I recently acquired a 3.53 acre vacant lot located in a county industrial park with easy access to power, water, electricity, etc.  It's located in a rural county in Nevada with ~ 10,000 residents.  I'm looking for ideas from more seasoned investors/builders/developers to figure out the best use for this property.  How much value is added to vacant land by just doing the basics of getting it professionally surveyed and getting utilities to the lot? 

I'm open to all ideas and suggestions.  Self-storage facilities seem to be booming everywhere these days, but I'm not sure the population of this county would support something like that.  Anyways, thanks in advance for your advice!

You are probably very limited as to what you can do in an industrial park. Check your local city codes as what the definition is and what are aloud building type/business types. Industrial is a lot different than business so depending on the city definition a storage facility might not work there or only under a special conditions permit. Also with a population that small you might be right that a S.S. might not be viable. You will need to figure out what your city is lacking and try to fill the holes or find something they didn't know they where lacking. Either way you either find or create a demand.

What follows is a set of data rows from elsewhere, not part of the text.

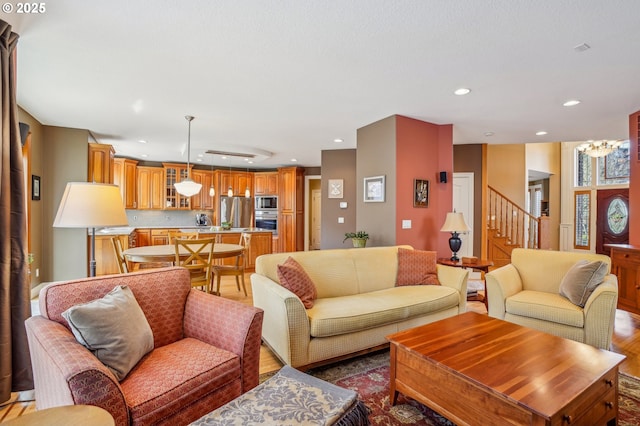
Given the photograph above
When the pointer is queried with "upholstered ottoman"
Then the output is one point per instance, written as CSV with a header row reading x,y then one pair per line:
x,y
291,398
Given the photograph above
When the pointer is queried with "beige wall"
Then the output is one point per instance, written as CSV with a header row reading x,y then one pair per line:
x,y
376,156
468,159
66,160
507,171
338,164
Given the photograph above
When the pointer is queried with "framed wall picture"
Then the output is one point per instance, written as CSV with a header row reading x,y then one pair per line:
x,y
420,193
336,188
374,189
35,187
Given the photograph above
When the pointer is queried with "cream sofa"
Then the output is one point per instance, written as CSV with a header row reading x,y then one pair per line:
x,y
357,305
526,292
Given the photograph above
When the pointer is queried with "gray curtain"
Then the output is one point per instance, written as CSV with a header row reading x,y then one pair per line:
x,y
15,306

As for survey and stuff thats basically a waste of money until you are dead set on what you are going to do. It adds no value to the land and doubtful you would even break even with. Those types of things just come with dealing with developments. Bringing utilities in is basically the same thing. You might be able to up the sale price but you'd be lucky to break even, especially if utilities are not close by to begin with.

Oh and if you haven't thought about financing a new build you need to. It is not the same as financing a buy of a built building. 

Hey Tyson, I'd look at the UDO for the municipality. That will tell you what type of construction the specific industrial zoning will allow. Once you have that list, go down it and see what might be the most profitable, or the one you're most interested in doing. Let's pretend it's storage. 

Self-storage costs about $20 - $25 per foot to build, maybe a little more depending on what you want to build. See how much square feet of storage you can fit on your parcel given the ordinances (setbacks, etc.). This is a rough estimate, so it's better to underestimate how much you can fit to see if the numbers work. 

Next look at the competition. 

Currently, there are 7 to 8 feet of storage per person available in the U.S. If the population within a 3 mile radius of your parcel is 10,000 people, that tells me the area can support roughly 70K to 80K of self-storage. That is not a hard number but a good place to start.

Next use the measuring tool on your local GIS, or maps application on your desktop, and measure the buildings of each facility within a 3 mile radius of your parcel. Then total the square feet (yes, I'm serious :)). It's tedious to do, but that will tell you the supply of storage. Search for all the facilities within a 3 mile radius of your site and call them to see if they have availability. If they're full, then demand might be a little higher than 70k to 80k sf. If they're not full, demand may be softer.

Now look at their rents for each size unit. Using that you can determine if the rents at your potential facility will be high enough to cover the cost of construction and turn a profit. 

Hope that makes sense. If you have a little cash to burn, I would recommend getting your parcel surveyed and having utilities located. Then work with an engineer or landscape architect familiar with storage to see what size facility is feasible. If I were to take a guess, I'd say you can fit about 25K to 30k sf. of storage on 3 acres, but that depends on the building requirements for storage of your municipality. 

I hope that helps!

PS--there are easier ways to figuring out the feasibility and supply-demand, but that's the DIY of doing it without paying a dime.